Prinsip Ing ngarso sung tulodo artinya di depan memberi teladan, Ing madyo mangun karso artinya di tengah membangun karya, Tut wuri handayani artinya di belakang memberi dorongan, seperti ajaran Ki Hajar Dewantara dapat terlaksana jika pemerintah mau menerapkan ideologi yang terbukti telah mensejahterakan rakyat selama 13 abad lebih. Itulah ideologi Islam yang akan memberikan pendidikan sebagai hak bagi setiap warganya, tanpa harus membayar mahal, sehingga akan lahir para intelektual yang religious yang jauh dari semangat mencari keuntungan, akan tetapi semangat untuk mencari kesejahteraan secara kolektif.
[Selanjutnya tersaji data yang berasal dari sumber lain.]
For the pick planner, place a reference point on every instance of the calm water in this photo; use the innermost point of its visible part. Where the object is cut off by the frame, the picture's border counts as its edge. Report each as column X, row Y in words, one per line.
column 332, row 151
Sehingga pasal (5) UU No. 20 tahun 2003 tentang Sistem Pendidikan Nasioanal yang menyebutkan: … negara menjamin setiap warga memiliki hak yang sama untuk mendapatkan pendidikan yang bermutu, akan tercapai dan tepat sasaran sesuai dengan semangat mencerdaskan kehidupan bangsa, sehingga menjadi bangsa yang terdepan dan menjadi teladan dalam berbagai bidang.